OCTAVIO BUENO MAGANO


A filiação a uma entidade de previdência complementar não cria vínculos contratuais de condições imutáveis

Por força do disposto no decreto nº 3.721, de 8 de janeiro de 2001, o limite de 55 anos, exigível para ingresso em regime de previdência complementar, deve aumentar de seis meses em cada ano, sempre no mês de julho, o que significa que, em julho de 2010, prevalecerá a idade mínima de 60 anos.
A apontada alteração regulamentar visou lograr uma mais acentuada compatibilização do sistema normativo com as transformações demográficas do país, representadas pelo envelhecimento gradual de sua população.
Nada obstante, a validade do decreto tem sido questionada em alguns setores da opinião pública, merecendo realce a Adin (Ação Direta de Inconstitucionalidade) recentemente ajuizada perante o STF (Supremo Tribunal Federal), pelo PSB (Adin nº 2.387), e fundada no argumento de que o decreto estaria em colisão com o art. 202, parágrafo 4º, da Lei Magna, onde se dispõe que a matéria só pode ser disciplinada por lei complementar.

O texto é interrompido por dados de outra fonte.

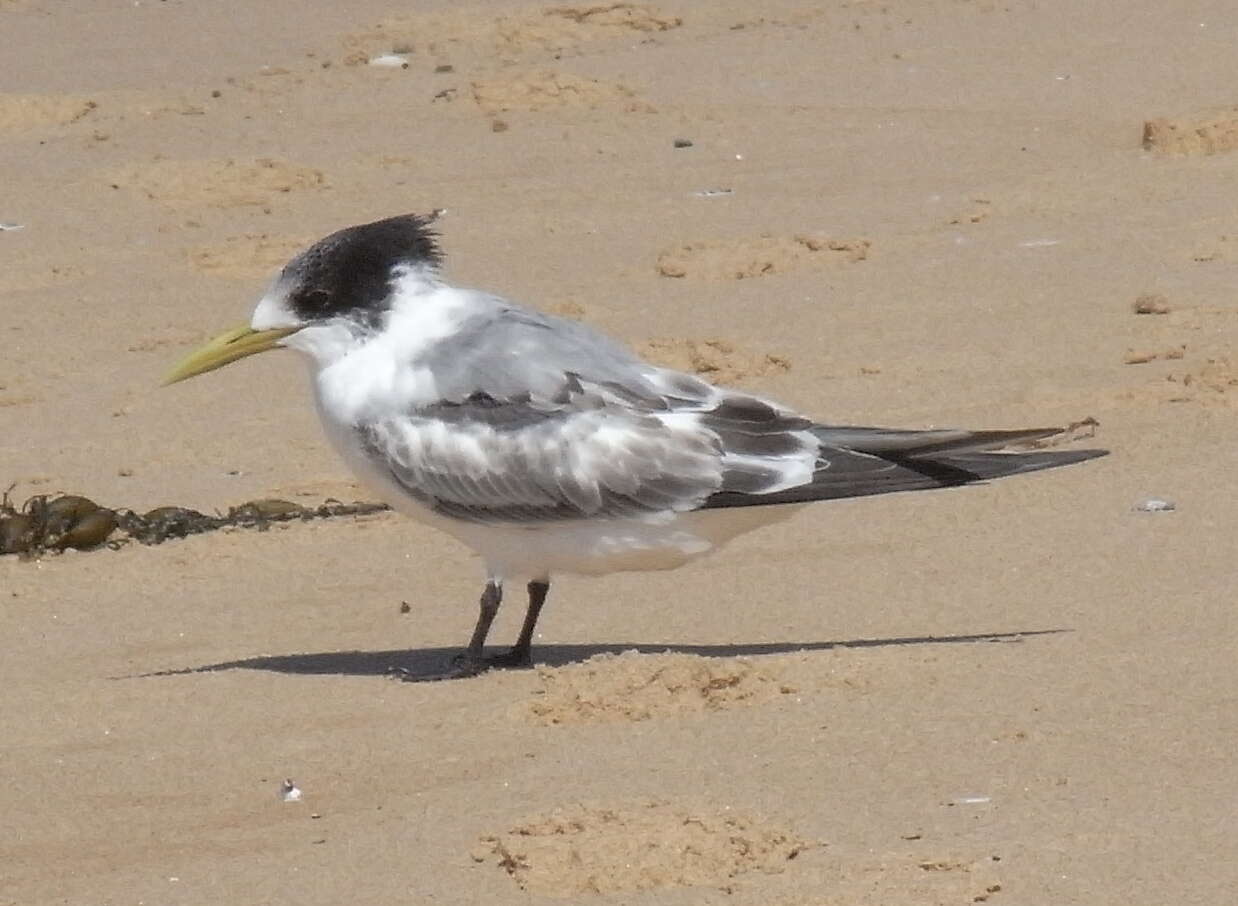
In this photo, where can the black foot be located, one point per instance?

Se tal argumentação pudesse ser aceita, ficaria derriçado todo o sistema de previdência complementar, arrimado na lei nº 6.435/77. A exigibilidade de lei complementar, prevista no art. 202, da Constituição, só se concebe se o sistema atualmente em vigor houvesse de ser modificado em suas linhas mestras, o que não se justifica.

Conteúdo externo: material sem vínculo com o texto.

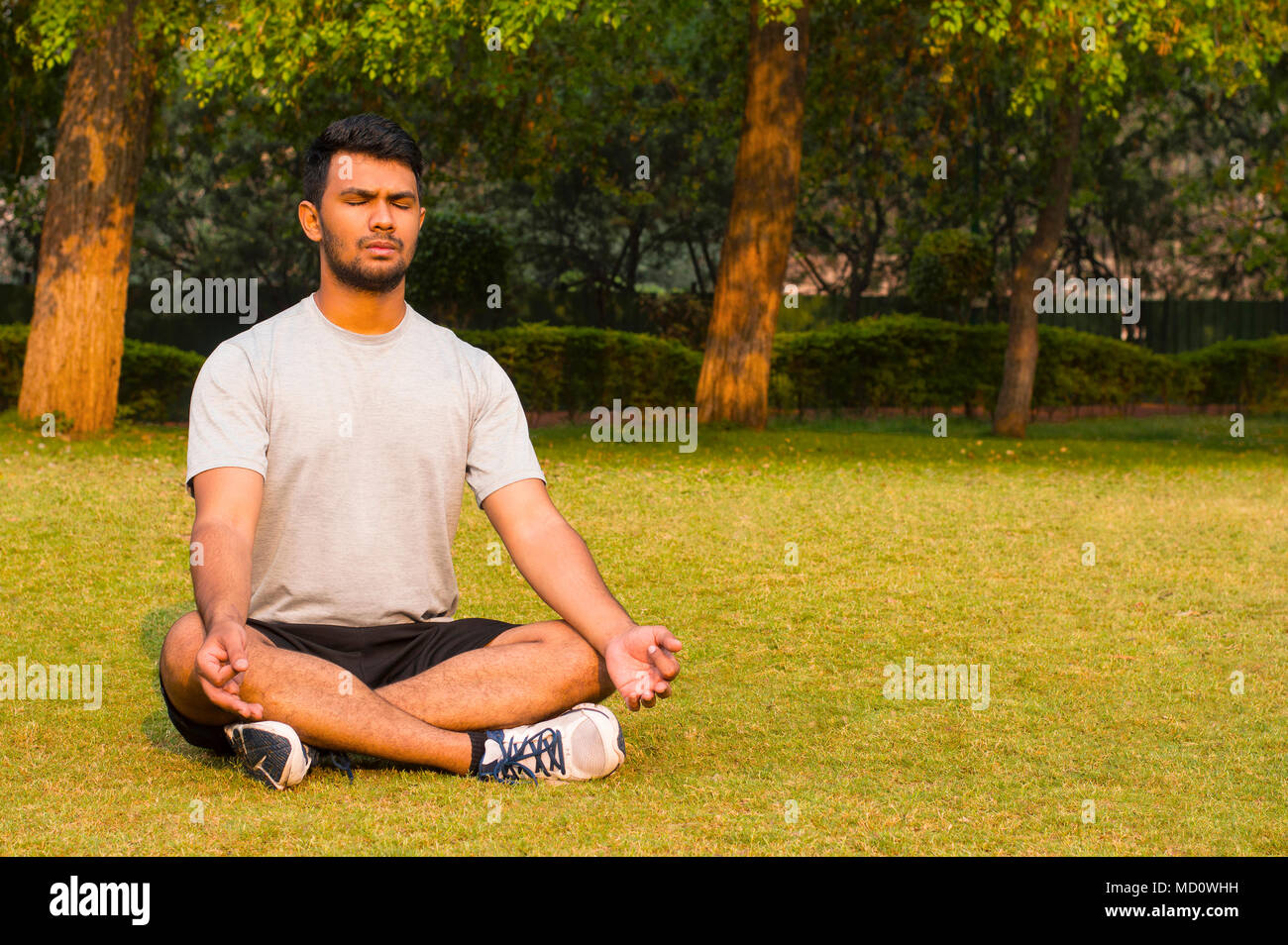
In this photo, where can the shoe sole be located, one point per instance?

Admitida, em consequência, a validade da lei nº 6.435/77, há de se atribuir o mesmo efeito ao decreto nº 3.721/2001, dado que dela não destoa. E tal conclusão tanto mais se reforça quanto é certo que a exigência de limite de idade já constava do decreto nº 81.240, de 20 de janeiro de 1978, que nunca deixou de prevalecer.
Há, portanto, presunção de compatibilidade entre os dois sucessivos decretos fixadores de limite de idade e a lei disciplinadora do sistema de previdência complementar.
É, aliás, da índole das leis estabelecer os elementos básicos da matéria a ser disciplinada, deixando para os decretos a missão de regular itens específicos, desde que não incompatíveis com as disposições genéricas nelas contidas.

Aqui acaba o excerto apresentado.